Tan húmedos que después de quitarme de sus muslos ella se echaba en la cama y se abría de piernas para ofrecerse a los clientes y que ellos pudieran meterle el dedo en su coño y sacarlo mojado, debido a su excitación, después de hacerme cornudo y además apaleado. Porque ella se excitaba tanto como yo o más, todo hay que decirlo. La verdad es que éramos la pareja perfecta.
«La puta y el cornudo», nos decían los demás compañeros del piso, porque era verdad ya que ella a partir de nuestra boda folló todavía más que antes, con más tíos y durante mayor tiempo, y yo era cornudo absoluto porque no había follado aún con ella.
No la había catado, porque ella misma me lo había prohibido ya que decía que los clientes, al saberlo, se excitaban más, repetían, y ella así se sentía más puta y gozaba más al hacerme más cornudo aún.
Porque según decía su placer no sólo estaba en follar con los tíos, sino en saber que su marido era feliz siendo cornudo sumiso.
Eso le daba un gozo añadido inusitado que no quería perder.
Se refirió incluso a que pensaba infibularme la polla con una anilla clavada en el prepucio para que jamás pudiera follarla, para que todos supieran que jamás podría follar con mi mujer mientras que cualquier macho, previo pase por caja, sí podía hacerlo.
Esto era aún más humillante para mí y más excitante para ella.

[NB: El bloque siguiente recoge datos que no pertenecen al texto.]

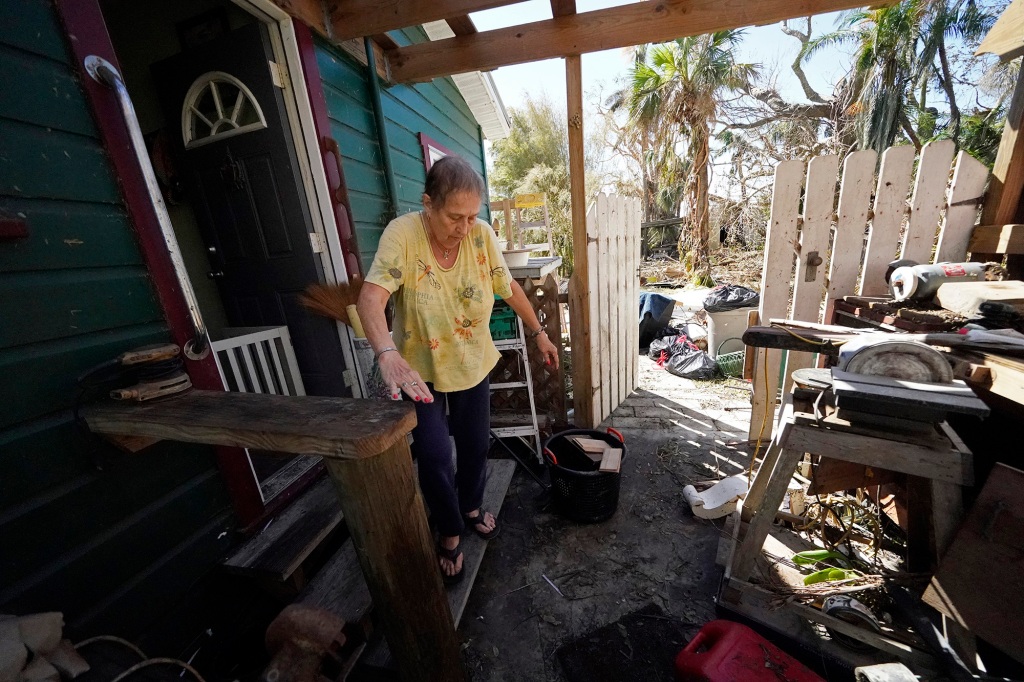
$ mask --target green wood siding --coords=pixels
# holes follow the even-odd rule
[[[427,39],[420,29],[393,31],[390,35],[403,45]],[[331,135],[341,147],[359,250],[368,268],[384,231],[388,202],[367,70],[324,41],[317,42],[316,52]],[[387,120],[401,213],[420,208],[426,180],[420,133],[459,154],[484,174],[480,127],[450,78],[384,87],[381,106]],[[485,218],[489,216],[486,198],[482,211]]]
[[[138,636],[225,551],[211,448],[125,455],[74,419],[75,379],[170,335],[47,0],[0,3],[0,613]]]

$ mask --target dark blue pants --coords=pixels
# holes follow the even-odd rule
[[[461,535],[466,527],[462,515],[478,509],[484,497],[491,429],[489,381],[485,378],[473,388],[451,393],[435,391],[431,383],[427,388],[434,402],[415,403],[416,428],[412,430],[420,490],[438,532]],[[454,470],[449,433],[455,438]]]

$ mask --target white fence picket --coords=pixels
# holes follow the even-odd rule
[[[978,203],[985,195],[988,167],[967,152],[956,157],[953,184],[949,190],[949,208],[946,209],[939,232],[939,245],[935,249],[935,262],[956,262],[967,257],[967,244],[971,240],[974,221],[978,218]]]
[[[889,147],[882,154],[882,170],[875,190],[874,217],[864,256],[861,277],[862,296],[884,296],[888,292],[885,270],[896,258],[900,226],[907,209],[910,175],[914,167],[914,148],[910,145]]]
[[[604,415],[601,414],[601,345],[607,341],[602,338],[600,319],[601,319],[601,287],[598,285],[600,276],[600,258],[598,249],[598,213],[604,213],[605,200],[603,194],[598,194],[594,203],[591,204],[590,210],[587,211],[587,271],[589,274],[588,281],[590,282],[590,291],[579,292],[579,295],[586,297],[588,305],[590,307],[590,329],[587,330],[587,339],[590,343],[585,344],[583,353],[580,353],[580,359],[584,362],[590,363],[590,386],[573,386],[573,391],[583,391],[589,393],[587,396],[589,402],[585,404],[590,406],[589,414],[580,415],[580,419],[584,424],[590,426],[597,425],[604,419]],[[573,344],[574,351],[576,350],[575,342]],[[588,355],[589,353],[589,355]]]
[[[949,166],[955,149],[953,140],[935,140],[921,150],[914,196],[910,200],[910,222],[900,258],[918,263],[931,260],[935,235],[939,231],[939,214],[946,205]]]
[[[789,283],[793,279],[793,245],[800,219],[800,195],[804,185],[804,162],[783,161],[775,168],[772,208],[764,245],[761,304],[758,315],[764,324],[789,312]],[[754,372],[754,400],[750,413],[750,438],[763,429],[771,432],[775,414],[775,393],[779,387],[782,352],[760,349]]]
[[[860,257],[864,252],[864,226],[867,225],[868,211],[871,209],[871,190],[874,189],[877,159],[875,150],[865,149],[850,154],[843,162],[839,220],[828,265],[826,320],[832,319],[837,298],[856,291]]]
[[[815,157],[807,164],[807,191],[804,193],[803,225],[800,228],[800,249],[797,252],[793,283],[792,315],[797,320],[817,317],[821,309],[838,173],[839,157],[834,154]],[[789,353],[786,361],[786,390],[791,385],[792,373],[810,367],[813,362],[813,353]]]

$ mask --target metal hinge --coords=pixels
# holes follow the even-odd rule
[[[284,64],[278,64],[277,62],[268,61],[267,64],[270,66],[270,79],[274,81],[274,85],[284,90],[288,87],[288,67]]]
[[[341,372],[341,378],[344,380],[346,386],[355,386],[356,373],[355,370],[345,369]]]
[[[327,242],[319,232],[309,233],[309,244],[313,247],[313,253],[323,253],[327,250]]]

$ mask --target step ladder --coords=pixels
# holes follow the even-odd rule
[[[526,343],[526,329],[523,326],[523,321],[516,316],[516,336],[511,339],[503,339],[494,342],[494,347],[498,349],[502,355],[506,353],[514,353],[517,357],[517,362],[522,370],[523,381],[505,381],[491,384],[491,391],[503,391],[503,390],[526,390],[526,394],[529,400],[530,411],[529,415],[524,415],[524,423],[503,423],[499,417],[495,420],[494,415],[491,417],[491,435],[495,438],[521,438],[526,440],[527,437],[533,438],[533,445],[531,449],[537,455],[537,461],[543,463],[543,457],[541,455],[541,443],[540,443],[540,425],[537,421],[537,403],[533,396],[533,375],[530,369],[530,358],[527,351]]]

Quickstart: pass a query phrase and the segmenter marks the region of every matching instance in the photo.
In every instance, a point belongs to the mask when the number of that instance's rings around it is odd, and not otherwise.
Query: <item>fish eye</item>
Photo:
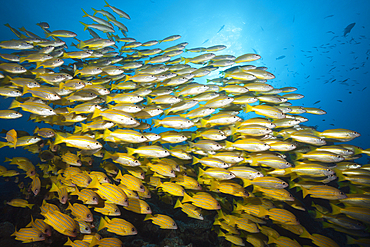
[[[88,231],[88,230],[89,230],[89,228],[85,227],[85,231]]]
[[[326,169],[327,172],[330,172],[331,170],[330,169]]]
[[[44,235],[41,233],[40,235],[39,235],[39,238],[42,238]]]
[[[219,206],[220,206],[220,204],[219,204],[219,203],[217,203],[216,205],[217,205],[217,207],[219,207]]]
[[[140,189],[144,189],[144,185],[140,185]]]
[[[173,170],[171,170],[171,173],[174,173],[174,171],[173,171]]]
[[[125,202],[128,202],[128,199],[127,198],[125,199]]]
[[[173,225],[173,226],[176,226],[176,223],[173,223],[172,225]]]
[[[148,210],[148,211],[149,211],[149,210],[150,210],[150,208],[149,208],[149,207],[146,207],[146,210]]]
[[[286,186],[286,185],[287,185],[285,182],[282,182],[281,184],[282,184],[282,185],[284,185],[284,186]]]
[[[289,197],[293,197],[292,194],[289,194]]]
[[[72,231],[73,233],[75,233],[75,232],[77,232],[77,229],[75,228],[75,229],[73,229],[73,231]]]
[[[134,119],[133,119],[133,118],[130,118],[130,120],[131,120],[131,121],[134,121]]]
[[[340,155],[337,155],[337,158],[342,158],[342,156],[340,156]]]
[[[134,232],[134,231],[135,231],[135,228],[132,228],[132,229],[131,229],[131,231],[133,231],[133,232]]]
[[[145,136],[141,136],[140,138],[143,139],[143,138],[145,138]]]
[[[117,212],[118,212],[118,209],[115,209],[115,210],[114,210],[114,212],[116,212],[116,213],[117,213]]]
[[[342,191],[341,191],[341,192],[339,192],[339,194],[340,194],[340,195],[344,195],[344,193],[343,193]]]
[[[99,145],[99,142],[96,142],[95,145]]]
[[[93,201],[98,200],[98,198],[96,196],[94,196],[92,199],[93,199]]]
[[[87,214],[86,216],[87,216],[87,218],[90,218],[91,217],[91,214]]]

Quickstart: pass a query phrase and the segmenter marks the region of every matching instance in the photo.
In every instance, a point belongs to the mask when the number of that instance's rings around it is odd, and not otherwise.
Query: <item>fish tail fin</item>
[[[164,110],[164,114],[168,115],[171,112],[171,108],[168,108],[167,110]]]
[[[156,128],[156,127],[158,127],[159,125],[161,125],[161,123],[160,123],[159,119],[153,119],[153,123],[154,123],[153,128]]]
[[[211,181],[211,187],[209,188],[210,191],[214,191],[215,189],[217,189],[219,186],[219,183],[215,180],[215,179],[212,179]]]
[[[15,227],[15,231],[13,232],[13,234],[12,235],[10,235],[11,237],[13,237],[13,236],[17,236],[17,227]]]
[[[68,206],[67,206],[66,210],[71,210],[72,211],[72,204],[70,202],[68,202]]]
[[[101,115],[101,113],[102,113],[102,112],[103,112],[103,111],[101,111],[100,109],[95,108],[94,113],[93,113],[93,115],[92,115],[91,119],[94,119],[94,118],[99,117],[99,116]]]
[[[49,192],[57,192],[58,189],[59,189],[58,186],[55,183],[52,183]]]
[[[245,104],[245,113],[253,111],[253,106],[250,104]]]
[[[94,8],[91,8],[91,9],[94,11],[93,16],[94,16],[94,15],[96,15],[96,13],[98,13],[98,11],[99,11],[99,10],[96,10],[96,9],[94,9]]]
[[[334,205],[334,204],[332,204],[332,203],[330,203],[330,206],[331,206],[331,213],[332,214],[334,214],[334,215],[336,215],[336,214],[340,214],[341,213],[341,208],[340,207],[338,207],[338,206],[336,206],[336,205]]]
[[[110,7],[110,5],[107,3],[107,1],[106,1],[106,0],[104,0],[104,2],[105,2],[105,4],[106,4],[106,5],[104,5],[104,7]]]
[[[146,221],[146,220],[150,220],[150,219],[152,219],[153,218],[153,215],[151,215],[151,214],[147,214],[146,216],[145,216],[145,218],[144,218],[144,221]]]
[[[112,90],[113,90],[113,88],[112,88]],[[107,95],[107,96],[106,96],[106,101],[107,101],[107,103],[112,102],[112,101],[113,101],[113,97],[112,97],[112,96]]]
[[[32,224],[33,224],[33,217],[32,217],[32,215],[31,215],[31,222],[30,222],[30,223],[28,223],[28,225],[26,225],[26,227],[31,227],[31,226],[32,226]]]
[[[70,238],[67,238],[67,243],[65,243],[64,245],[69,245],[69,246],[73,246],[73,242]]]
[[[303,159],[303,154],[301,154],[301,153],[296,153],[296,155],[297,155],[297,160],[301,160],[301,159]]]
[[[191,202],[191,197],[186,192],[184,192],[184,198],[182,199],[182,203],[185,202]]]
[[[90,188],[90,189],[97,189],[99,188],[99,180],[96,176],[93,177],[92,181],[90,182],[90,184],[86,187],[86,188]]]
[[[308,190],[303,186],[301,187],[301,189],[302,189],[302,196],[303,198],[305,198],[308,195]]]
[[[292,168],[285,168],[284,175],[292,173]]]
[[[95,15],[95,14],[94,14]],[[84,25],[84,31],[86,31],[88,28],[89,28],[89,26],[86,24],[86,23],[83,23],[82,21],[80,21],[80,23],[82,24],[82,25]]]
[[[180,199],[177,199],[175,207],[174,208],[182,208],[182,203],[180,202]]]
[[[64,82],[61,82],[61,83],[59,83],[59,90],[62,90],[62,88],[64,87]]]
[[[200,120],[200,124],[201,124],[202,127],[207,127],[207,122],[208,121],[203,119],[203,118]]]
[[[321,219],[324,215],[320,213],[319,211],[315,211],[315,219]]]
[[[127,149],[127,155],[128,156],[132,156],[135,153],[135,149],[134,148],[126,147],[126,149]]]
[[[103,160],[110,159],[112,157],[111,155],[112,155],[111,153],[109,153],[108,151],[105,151],[104,156],[103,156]]]
[[[78,196],[80,194],[80,191],[78,190],[77,186],[75,187],[75,191],[71,192],[71,196]]]
[[[77,127],[78,126],[76,126],[76,131],[77,131]],[[89,126],[87,124],[81,123],[81,127],[79,129],[79,132],[86,132],[88,129],[89,129]]]
[[[55,133],[54,145],[64,142],[65,138],[58,133]]]
[[[106,138],[107,138],[107,137],[109,137],[111,134],[112,134],[112,131],[110,131],[109,129],[105,129],[105,130],[104,130],[104,134],[103,134],[103,139],[106,139]]]
[[[21,107],[21,103],[19,101],[13,100],[12,103],[9,106],[9,109]]]
[[[108,225],[107,221],[103,217],[101,217],[100,218],[100,222],[99,222],[98,231],[100,231],[101,229],[107,227],[107,225]]]
[[[199,160],[197,157],[193,156],[193,165],[199,163]]]
[[[184,58],[184,64],[187,64],[190,62],[190,59],[189,58]]]
[[[356,239],[351,238],[350,236],[347,235],[347,244],[348,245],[356,244]]]
[[[250,185],[252,185],[252,181],[249,180],[249,179],[246,179],[246,178],[242,178],[242,181],[243,181],[243,187],[248,187]]]
[[[258,217],[264,217],[269,214],[269,211],[262,206],[259,206]]]
[[[204,176],[204,170],[199,167],[198,177],[202,177],[202,176]]]
[[[299,235],[299,237],[301,237],[301,238],[309,238],[309,239],[312,238],[311,234],[306,230],[306,228],[303,228],[303,233],[301,235]]]
[[[19,63],[23,63],[26,60],[27,60],[27,57],[21,57],[21,58],[19,58]]]
[[[225,143],[226,143],[225,148],[231,148],[233,146],[233,144],[234,144],[234,143],[229,142],[229,141],[225,141]]]
[[[148,102],[148,105],[151,105],[153,103],[153,99],[150,97],[146,97],[146,101]]]
[[[146,62],[146,61],[145,61],[145,62]],[[146,63],[145,63],[145,64],[146,64]],[[126,75],[124,82],[125,82],[125,81],[130,80],[130,78],[131,78],[131,77],[132,77],[132,76]]]
[[[27,204],[27,207],[29,207],[30,209],[32,209],[33,205],[35,205],[35,204]]]
[[[84,16],[82,16],[82,17],[88,17],[89,16],[89,14],[88,13],[86,13],[86,11],[83,9],[83,8],[81,8],[82,9],[82,11],[85,13],[85,15]]]

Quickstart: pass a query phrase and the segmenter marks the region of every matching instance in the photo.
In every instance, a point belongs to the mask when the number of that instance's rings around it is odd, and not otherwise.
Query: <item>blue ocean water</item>
[[[159,40],[178,34],[179,42],[187,48],[226,45],[217,55],[257,53],[262,59],[252,62],[266,66],[276,79],[276,88],[293,86],[305,98],[298,105],[322,108],[326,115],[303,114],[306,125],[319,131],[345,128],[357,131],[361,137],[350,144],[370,148],[370,2],[363,1],[221,1],[221,0],[110,0],[131,16],[121,19],[128,27],[128,37],[140,42]],[[93,14],[91,8],[101,9],[103,1],[3,1],[0,24],[14,28],[25,27],[40,36],[36,25],[47,22],[50,30],[70,30],[78,38],[91,38],[83,31],[81,8]],[[344,36],[345,28],[356,23]],[[0,25],[0,40],[16,36]],[[104,35],[98,32],[102,37]],[[74,48],[67,40],[70,50]],[[165,48],[168,44],[156,47]],[[187,56],[187,55],[184,55]],[[218,72],[202,77],[198,82],[215,78]],[[0,98],[0,109],[7,109],[11,99]],[[0,130],[24,130],[32,133],[36,126],[27,121],[29,114],[16,120],[0,120]],[[37,161],[35,155],[21,148],[0,149],[0,164],[5,157],[25,156]],[[36,157],[36,158],[35,158]],[[367,156],[360,159],[369,163]],[[3,190],[1,193],[6,193]],[[6,196],[5,196],[6,197]]]

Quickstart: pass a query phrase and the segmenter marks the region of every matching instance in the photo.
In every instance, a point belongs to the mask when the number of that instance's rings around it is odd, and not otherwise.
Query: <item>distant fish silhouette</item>
[[[356,23],[355,23],[355,22],[354,22],[354,23],[349,24],[349,25],[344,29],[344,31],[343,31],[343,37],[346,37],[346,36],[347,36],[347,34],[349,34],[349,33],[351,32],[352,28],[353,28],[355,25],[356,25]]]
[[[202,45],[204,44],[204,43],[207,43],[209,41],[209,39],[207,39],[206,41],[204,41],[203,43],[202,43]]]
[[[334,15],[328,15],[328,16],[326,16],[324,19],[326,19],[326,18],[330,18],[330,17],[333,17]]]
[[[280,59],[283,59],[283,58],[285,58],[284,55],[283,56],[280,56],[280,57],[277,57],[276,60],[280,60]]]
[[[223,26],[220,28],[220,30],[218,30],[218,32],[217,32],[217,33],[221,32],[221,30],[222,30],[222,29],[224,29],[224,27],[225,27],[225,25],[223,25]]]

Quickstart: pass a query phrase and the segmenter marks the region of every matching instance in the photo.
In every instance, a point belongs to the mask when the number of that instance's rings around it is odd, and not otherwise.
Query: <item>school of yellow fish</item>
[[[15,239],[44,241],[54,229],[68,236],[66,245],[122,246],[119,238],[98,234],[105,228],[119,236],[137,234],[121,207],[146,214],[144,220],[162,229],[177,229],[176,219],[152,213],[145,201],[160,193],[197,220],[203,220],[202,211],[217,210],[214,230],[237,246],[293,247],[304,238],[315,246],[338,246],[300,224],[293,212],[307,207],[324,227],[346,234],[348,244],[369,246],[370,165],[354,160],[370,150],[345,143],[359,133],[304,126],[308,119],[301,114],[326,112],[297,105],[304,97],[294,93],[297,88],[270,85],[275,76],[266,67],[248,64],[261,58],[257,54],[216,55],[226,47],[187,49],[186,42],[153,48],[181,36],[138,42],[116,18],[129,15],[105,7],[91,15],[83,10],[95,23],[83,23],[93,36],[85,41],[72,31],[49,31],[45,22],[38,25],[46,38],[6,24],[18,38],[0,43],[0,95],[14,98],[0,118],[22,118],[23,111],[51,125],[33,135],[8,130],[0,142],[1,148],[39,155],[41,172],[25,157],[5,161],[26,173],[32,196],[40,196],[41,186],[48,191],[37,205],[43,219],[16,229]],[[77,51],[67,51],[71,38]],[[219,78],[197,83],[218,69]],[[259,117],[238,116],[248,112]],[[19,174],[0,166],[2,177]],[[297,198],[289,192],[296,189],[302,191]],[[27,193],[8,204],[32,208]],[[322,200],[302,204],[307,196],[327,200],[331,208]],[[94,217],[100,223],[92,229]],[[267,221],[296,237],[281,236]]]

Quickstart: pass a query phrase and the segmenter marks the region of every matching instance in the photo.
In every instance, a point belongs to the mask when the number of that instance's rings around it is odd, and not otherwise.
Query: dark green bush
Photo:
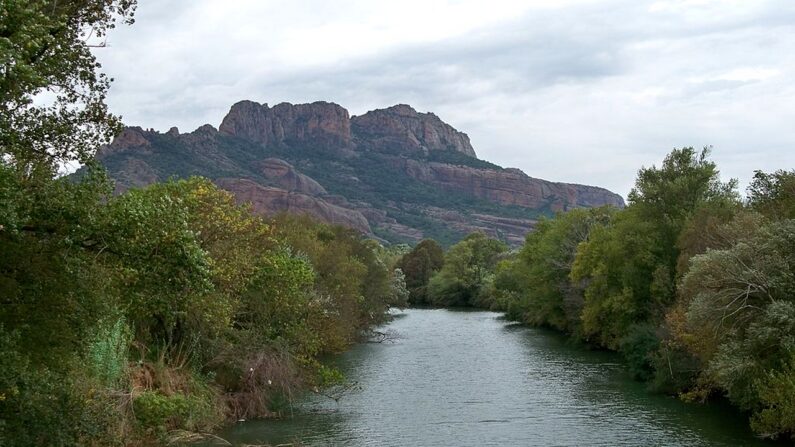
[[[635,324],[630,327],[619,345],[629,367],[629,372],[638,380],[649,380],[654,375],[654,354],[660,340],[650,324]]]

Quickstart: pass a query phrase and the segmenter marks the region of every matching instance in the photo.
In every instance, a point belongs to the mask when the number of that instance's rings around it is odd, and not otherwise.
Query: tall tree
[[[428,304],[428,282],[444,265],[444,249],[433,239],[425,239],[403,255],[397,268],[406,276],[406,288],[412,304]]]
[[[674,149],[660,167],[642,168],[629,206],[597,228],[577,253],[572,279],[587,284],[583,330],[620,349],[639,377],[652,372],[657,329],[676,297],[678,241],[697,210],[732,206],[736,182],[720,181],[709,149]]]
[[[91,47],[136,0],[0,0],[0,155],[23,172],[85,162],[120,121]],[[94,43],[92,42],[100,42]]]
[[[754,173],[748,205],[771,219],[795,219],[795,170]]]

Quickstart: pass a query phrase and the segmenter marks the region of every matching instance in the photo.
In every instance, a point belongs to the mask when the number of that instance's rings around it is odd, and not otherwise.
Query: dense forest
[[[514,252],[473,234],[398,265],[412,304],[503,310],[623,354],[687,401],[725,396],[763,436],[795,434],[795,171],[741,200],[708,150],[639,171],[629,205],[540,222]]]

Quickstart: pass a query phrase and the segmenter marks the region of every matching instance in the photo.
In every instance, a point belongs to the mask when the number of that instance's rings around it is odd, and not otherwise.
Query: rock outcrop
[[[97,157],[119,154],[131,149],[148,152],[151,145],[146,139],[146,131],[140,127],[125,127],[107,146],[102,146],[97,151]]]
[[[322,221],[354,228],[370,234],[367,219],[358,211],[330,204],[322,199],[280,188],[262,186],[248,179],[216,179],[215,184],[235,196],[239,203],[251,204],[253,211],[260,215],[273,215],[279,212],[309,214]]]
[[[281,103],[273,108],[253,101],[233,105],[219,131],[264,146],[308,146],[315,149],[350,149],[348,111],[330,102]]]
[[[351,128],[360,149],[403,154],[456,151],[476,156],[467,134],[433,113],[418,113],[405,104],[354,116]]]
[[[256,164],[262,175],[276,186],[310,196],[326,195],[320,183],[296,171],[293,165],[278,158],[266,158]]]
[[[529,177],[519,169],[478,169],[410,158],[389,159],[395,169],[423,182],[450,191],[465,191],[475,197],[531,209],[565,211],[602,205],[624,206],[620,196],[594,186],[555,183]]]

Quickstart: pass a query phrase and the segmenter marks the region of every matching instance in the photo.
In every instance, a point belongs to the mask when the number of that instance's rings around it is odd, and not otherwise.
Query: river
[[[483,311],[409,309],[335,359],[359,388],[310,394],[295,416],[238,423],[236,444],[307,446],[770,446],[720,405],[633,381],[618,356]]]

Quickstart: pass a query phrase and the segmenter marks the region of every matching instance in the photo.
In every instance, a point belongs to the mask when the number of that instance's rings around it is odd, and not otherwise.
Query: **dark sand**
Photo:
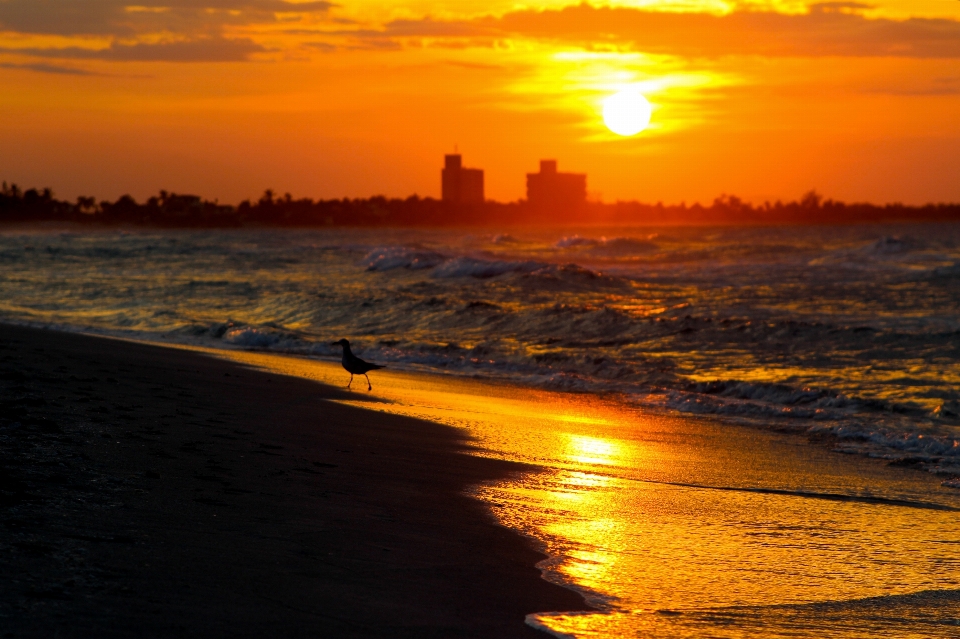
[[[464,496],[522,467],[457,431],[200,354],[0,331],[0,636],[543,637],[525,615],[586,607]]]

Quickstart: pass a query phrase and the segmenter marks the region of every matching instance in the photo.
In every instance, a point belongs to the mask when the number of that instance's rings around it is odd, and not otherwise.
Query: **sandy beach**
[[[5,326],[0,635],[955,636],[960,495],[930,473],[615,396],[372,377]]]
[[[4,326],[4,637],[543,636],[583,609],[464,495],[519,464],[230,362]]]

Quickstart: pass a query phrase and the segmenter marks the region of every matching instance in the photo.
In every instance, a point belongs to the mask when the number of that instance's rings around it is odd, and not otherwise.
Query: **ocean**
[[[362,357],[960,475],[960,226],[6,231],[6,321]]]
[[[461,380],[373,395],[545,469],[477,496],[600,609],[558,636],[960,636],[960,225],[8,229],[0,265],[7,322]]]

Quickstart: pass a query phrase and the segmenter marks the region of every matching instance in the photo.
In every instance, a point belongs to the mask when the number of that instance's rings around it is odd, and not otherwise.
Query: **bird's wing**
[[[384,367],[381,366],[380,364],[371,364],[370,362],[367,362],[367,361],[365,361],[365,360],[362,360],[362,359],[360,359],[359,357],[355,357],[355,358],[354,358],[354,361],[355,361],[357,364],[359,364],[360,366],[366,368],[368,371],[375,371],[375,370],[377,370],[378,368],[384,368]]]

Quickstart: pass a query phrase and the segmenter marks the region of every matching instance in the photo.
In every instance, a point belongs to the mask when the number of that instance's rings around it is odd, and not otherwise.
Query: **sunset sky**
[[[0,180],[63,198],[960,201],[960,1],[0,0]],[[650,127],[603,100],[638,89]]]

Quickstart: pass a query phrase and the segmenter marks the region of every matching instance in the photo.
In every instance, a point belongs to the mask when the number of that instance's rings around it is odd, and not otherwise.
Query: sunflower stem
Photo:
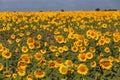
[[[7,59],[5,59],[6,61],[6,71],[8,70],[8,63],[7,63]]]
[[[84,75],[82,75],[82,80],[85,80],[85,79],[84,79]]]

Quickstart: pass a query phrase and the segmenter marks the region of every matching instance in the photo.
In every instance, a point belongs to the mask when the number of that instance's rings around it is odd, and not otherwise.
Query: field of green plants
[[[120,80],[120,11],[0,12],[0,80]]]

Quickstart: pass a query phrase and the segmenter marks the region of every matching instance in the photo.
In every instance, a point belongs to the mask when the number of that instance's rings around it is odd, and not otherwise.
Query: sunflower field
[[[0,80],[120,80],[120,11],[0,12]]]

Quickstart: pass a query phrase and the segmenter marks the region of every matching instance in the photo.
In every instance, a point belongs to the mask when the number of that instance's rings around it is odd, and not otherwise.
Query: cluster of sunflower
[[[1,12],[0,80],[120,79],[120,12]]]

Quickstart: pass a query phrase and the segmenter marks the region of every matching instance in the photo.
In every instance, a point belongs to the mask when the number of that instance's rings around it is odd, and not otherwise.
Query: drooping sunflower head
[[[107,60],[107,59],[101,59],[99,61],[99,64],[103,69],[107,69],[107,70],[111,69],[111,67],[113,65],[112,62],[110,60]]]
[[[61,74],[67,74],[67,72],[68,72],[68,67],[67,66],[65,66],[65,65],[61,65],[60,67],[59,67],[59,72],[61,73]]]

De hecho yo le preguntaba al cliente que la acababa de penetrar qué tal era su coño, si estaba cálido, estrechito, acogedor.
Y él me solía decir que sí, que muy bueno, muy confortable y que le daba mucho gusto porque mi mujer era tan puta que además lo cerraba y abría para acoger mejor su polla, para darle más gusto.
«No sabes el coño que te pierdes», me solía decir alguno de ellos, mientras seguía follándose a mi mujer.
Pero esa es otra historia, aunque sea parte de la misma, la de siempre, la que voy a seguir el resto de mi vida hasta que me muera: la de ser un cornudo consentido que se excita y goza viendo como su mujer folla con los demás machos, menos con él, y sabiendo que ella goza más todavía al hacerme cada día más cornudo sumiso.